Mugisha was matched to Mark and Chelsea Jacobs of Irving, Texas, USA for adoption by Nyiramatama Zaina, the Executive Secretary of the National Child Commission on 27 February 2012. On 19 March the Kacyiru court finalized the Act of Adoption. Since Mugisha was so much part of our community we believed Mugisha’s transition must be a public blessing much like how extended families bless their children’s marriage. On Sunday, 25 March CCR held her first ever Adoption Hand Over Ceremony of Gabriel Mugisha Jacobs. Mugisha is good. In fact, Mugisha is very good.

Mugisha’ Uncles and Aunts spoke. They spoke courageously of what many of us whispered quietly during this journey. Were we mad? Would Mugisha live through this season? Yet, we came back to our belief in ultimate truth. God loves all of us as adopted children. Raising OVC in families is the most biblical response. We must partner with Rwanda’s government, particularly when their hopes reflect the nature of God. We had been blessed by Mugisha. We would bless Mugisha. Mugisha is good. In fact, Mugisha is very good.

The new CCR Senior Pastor Brett Shreck spoke of miracles. God had made all humanity in His image. As such we possessed infinite dignity. We also possessed the infinite ability to love. Loving an adopted child with all of one’s being is miraculously possible because of the nature of God displayed in our humanity.

Nyiramatama Zaina, the Executive Secretary at the National Child Commission (NCC) spoke. There was great wisdom and compassion in her blessing of Mugisha. One part of her message stood out to me. Orphanages are not part of Rwandese culture. Families are part of Rwandese culture. It is time to return to the culture of the family.

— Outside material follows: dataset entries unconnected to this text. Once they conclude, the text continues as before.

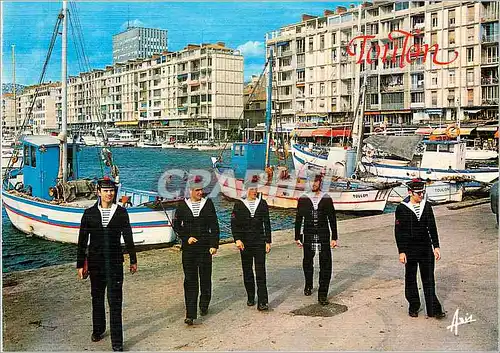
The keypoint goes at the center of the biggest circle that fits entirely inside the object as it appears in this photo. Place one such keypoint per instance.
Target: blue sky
(241, 25)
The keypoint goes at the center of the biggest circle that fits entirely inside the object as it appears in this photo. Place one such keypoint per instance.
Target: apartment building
(45, 117)
(196, 92)
(8, 113)
(138, 43)
(254, 98)
(316, 68)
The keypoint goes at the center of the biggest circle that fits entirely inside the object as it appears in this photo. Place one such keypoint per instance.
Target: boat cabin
(443, 155)
(247, 156)
(41, 164)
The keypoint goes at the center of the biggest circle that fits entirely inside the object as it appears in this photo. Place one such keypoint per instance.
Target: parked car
(494, 198)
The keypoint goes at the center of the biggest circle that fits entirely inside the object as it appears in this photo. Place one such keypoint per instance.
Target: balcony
(489, 80)
(489, 16)
(391, 88)
(490, 101)
(487, 60)
(491, 38)
(285, 53)
(393, 106)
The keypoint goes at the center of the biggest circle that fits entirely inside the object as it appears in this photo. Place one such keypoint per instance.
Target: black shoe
(96, 338)
(263, 307)
(251, 302)
(439, 316)
(307, 291)
(323, 301)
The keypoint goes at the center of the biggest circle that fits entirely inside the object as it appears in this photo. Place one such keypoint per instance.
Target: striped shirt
(105, 216)
(195, 208)
(252, 206)
(416, 207)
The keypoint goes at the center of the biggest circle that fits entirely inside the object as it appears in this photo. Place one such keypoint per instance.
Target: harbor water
(140, 168)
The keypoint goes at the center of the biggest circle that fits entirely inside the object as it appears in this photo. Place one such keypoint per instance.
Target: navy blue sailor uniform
(320, 227)
(251, 225)
(198, 220)
(105, 227)
(416, 236)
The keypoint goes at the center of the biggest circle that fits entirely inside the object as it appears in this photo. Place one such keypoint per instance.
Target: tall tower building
(138, 43)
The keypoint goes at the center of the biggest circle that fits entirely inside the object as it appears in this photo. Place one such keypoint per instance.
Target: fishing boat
(47, 196)
(280, 188)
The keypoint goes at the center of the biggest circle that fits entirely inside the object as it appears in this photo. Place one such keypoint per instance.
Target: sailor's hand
(437, 254)
(133, 268)
(240, 245)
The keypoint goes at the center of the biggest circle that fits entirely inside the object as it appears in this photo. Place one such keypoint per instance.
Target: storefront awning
(424, 131)
(487, 128)
(127, 123)
(303, 133)
(331, 132)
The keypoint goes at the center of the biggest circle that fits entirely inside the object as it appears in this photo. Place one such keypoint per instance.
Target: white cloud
(252, 49)
(133, 23)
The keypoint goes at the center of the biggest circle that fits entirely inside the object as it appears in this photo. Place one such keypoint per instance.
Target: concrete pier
(50, 310)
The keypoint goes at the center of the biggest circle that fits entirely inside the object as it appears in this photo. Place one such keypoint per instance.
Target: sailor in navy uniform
(251, 230)
(196, 224)
(105, 223)
(315, 209)
(418, 245)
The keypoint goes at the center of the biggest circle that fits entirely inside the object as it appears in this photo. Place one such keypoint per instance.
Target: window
(434, 98)
(26, 154)
(470, 13)
(452, 77)
(470, 76)
(434, 78)
(451, 17)
(470, 34)
(470, 55)
(433, 38)
(470, 96)
(417, 97)
(434, 20)
(451, 36)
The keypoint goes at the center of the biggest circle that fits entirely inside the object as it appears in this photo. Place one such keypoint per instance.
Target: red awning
(424, 131)
(331, 132)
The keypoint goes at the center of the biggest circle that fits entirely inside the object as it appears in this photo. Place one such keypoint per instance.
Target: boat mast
(14, 87)
(64, 118)
(269, 106)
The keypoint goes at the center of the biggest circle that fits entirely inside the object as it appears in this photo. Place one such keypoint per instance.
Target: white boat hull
(62, 223)
(284, 195)
(398, 172)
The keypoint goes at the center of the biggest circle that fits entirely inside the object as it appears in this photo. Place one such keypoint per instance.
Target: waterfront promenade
(49, 309)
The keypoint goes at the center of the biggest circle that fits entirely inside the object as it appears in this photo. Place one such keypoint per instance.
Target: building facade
(138, 43)
(45, 116)
(8, 113)
(317, 66)
(196, 93)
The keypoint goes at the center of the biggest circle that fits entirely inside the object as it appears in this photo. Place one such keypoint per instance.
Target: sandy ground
(50, 310)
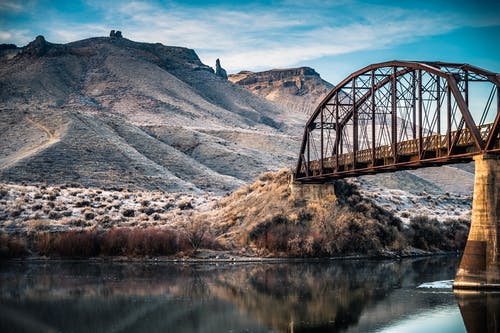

On Thursday, 29 March we saw Mugisha’s pediatric neurologist in Nairobi, Dr. Osman Miyanji. Mugisha weighs 8.4 kilos (6.5 times his birth weight). The symptoms of cerebral palsy are almost nonexistent. Mugisha is still developmentally behind, but Dr. Miyanji stated, “With help this boy has and will overcome.”

Mugisha is good. In fact, Mugisha is very good.

Shortly after this column is published Mugisha will be in Texas displaying his endearing Rwandese charm. The question will be asked, “How is Mugisha.”

Mugisha is good. In fact, Mugisha is very good.

Some may try to make Jana and I heroes in Mugisha’s story. Please do not. In a nation with a history like Rwanda’s there are many more deserving heroic people. You can find better. If you must have a hero; look to Jesus of Nazareth. All that we did for Mugisha was just a reflection of what He has done for us.

We are visible and provide some leadership in our community. A few lessons to learn – First, this crazy MIGEPROF idea of de-institutionalization is possible. Our families in Rwanda can do this. Two, though it is painful to relinquish Mugisha to another, we would gladly do this again. We’ve never experienced the intimacy of God’s joy like we have the last 10 months. I’ve done the math. I may be too old to raise another child as my own, but I think I can foster at least 10 times more in my lifetime. We’ll pick up the phone if MIGEPROF, NCC, or an OVC District Official calls. Last, we believe in Rwanda. The type of love the Mugisha’s of the world need is abundant in Rwanda. No other nation has the capacity to love so deeply and relinquish so completely. Rwanda can do this.

Many more can respond to the question, “How are your vulnerable children?”

They are good. In fact, they are very good. Quit calling them vulnerable. They and we are blessed

1 comment:

  1. Dave and Jana, I am moved by the beauty in your hearts and in the words shared here on your blog. Tonight I go to bed grateful for the love and family (can that be used as a verb?) you gave Mugi and that he is now feeling with the Jacobs. Thank you for sharing this celebration with us all.